La Crisi di Nullificazione, nella storia degli Stati Uniti, fu lo scontro tra lo stato della Carolina del Sud e il governo federale nel 1832-33 per il tentativo del primo di dichiarare nulle le tariffe federali del 1828 e 1832.
Crisi di annullamento e guerra civile
Rispondendo all’affermazione che la magistratura federale e non gli stati avevano l’ultima parola sulla costituzionalità delle misure federali, il Rapporto di James Madison del 1800 sostenne che “i poteri pericolosi, non delegati, non solo possono essere usurpati ed eseguiti dagli altri dipartimenti, ma. . . il dipartimento giudiziario può anche esercitare o sanzionare poteri pericolosi, al di là della concessione della Costituzione … Per quanto sia vero, quindi, che il dipartimento giudiziario, in tutte le questioni ad esso sottoposte dalle forme della Costituzione, deve decidere in ultima istanza, questa istanza deve necessariamente essere considerata l’ultima in relazione agli altri dipartimenti del governo; non in relazione ai diritti delle parti del patto costituzionale, da cui il giudiziario, così come gli altri dipartimenti, detengono i loro trust delegati” (enfasi aggiunta). Così le decisioni della Corte Suprema non potevano essere considerate assolutamente definitive nelle questioni costituzionali che toccavano i poteri degli stati.
L’argomento più comune tra i primi statisti contro la nullificazione è che avrebbe prodotto il caos: un numero sconcertante di stati che annullano una sconcertante serie di leggi federali. (Dato il carattere della stragrande maggioranza della legislazione federale, una buona risposta a questa obiezione è: chi se ne frega?) Abel Upshur, un pensatore giuridico virginiano che avrebbe servito per brevi mandati come segretario della Marina e segretario di Stato nei primi anni 1840, si impegnò a mettere a tacere le paure degli oppositori della nullificazione:
Se gli Stati possono abusare dei loro diritti riservati nel modo contemplato dal presidente, il governo federale, d’altra parte, può abusare dei suoi diritti delegati. C’è pericolo da entrambe le parti, e poiché siamo costretti a confidare nell’uno o nell’altro, dobbiamo solo domandarci quale sia più degno della nostra fiducia.
È molto più probabile che il governo federale abusi del suo potere che gli Stati abusino del loro. E se supponiamo un caso di abuso effettivo da entrambe le parti, non sarà difficile decidere quale sia il male maggiore.

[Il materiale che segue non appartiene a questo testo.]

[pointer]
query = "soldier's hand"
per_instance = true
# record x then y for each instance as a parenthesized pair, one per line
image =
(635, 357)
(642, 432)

Forse il più importante teorico della nullificazione fu John C. Calhoun, uno dei più brillanti e creativi pensatori politici della storia americana. L’edizione Liberty Press degli scritti di Calhoun, Union and Liberty, è indispensabile per chiunque sia interessato a questo argomento, specialmente il suo discorso di Fort Hill, un caso conciso ed elegante per la nullificazione. Calhoun propose che uno stato danneggiato tenesse una speciale convenzione di nullificazione, molto simile alle convenzioni di ratifica tenute dagli stati per ratificare la
Costituzione, e lì decidere se annullare la legge in questione. Questo è il modo in cui è stato praticato nel grande stallo tra la Carolina del Sud e Andrew Jackson. Quando la Carolina del Sud annullò una tariffa protettiva nel 1832-33 (il suo argomento era che la Costituzione autorizzava il potere tariffario solo a scopo di reddito, non per incoraggiare le manifatture o per trarre profitto da una sezione del paese a spese di un’altra – una violazione della clausola del benessere generale) tenne proprio una convenzione di annullamento di questo tipo.
Nella concezione di Calhoun, quando uno stato annullava ufficialmente una legge federale sulla base della sua dubbia costituzionalità, la legge doveva essere considerata come sospesa. Così la “maggioranza concorrente” di uno stato poteva essere protetta dalle azioni incostituzionali di una maggioranza numerica dell’intero paese. Ma c’erano limiti a ciò che la maggioranza concorrente poteva fare. Se tre quarti degli stati, attraverso il processo di emendamento, avessero scelto di concedere al governo federale il potere contestato, allora lo stato annullante avrebbe dovuto decidere se poteva vivere con la decisione dei suoi compagni o se avrebbe preferito secedere dall’Unione.
Il fatto che Madison abbia indicato nel 1830 che non aveva mai avuto intenzione di proporre la nullificazione o la secessione né nel suo lavoro sulla Costituzione né nelle sue Virginia Resolutions del 1798 è spesso preso come l’ultima parola sull’argomento. Ma i frequenti cambiamenti di posizione di Madison sono stati documentati da innumerevoli studiosi. Uno studio moderno sull’argomento si chiama “Quanti Madison troveremo? “La verità sembra essere che il signor Madison era più preoccupato di preservare l’integrità dell’Unione che la coerenza dei suoi pensieri”, scrive Albert Taylor Bledsoe.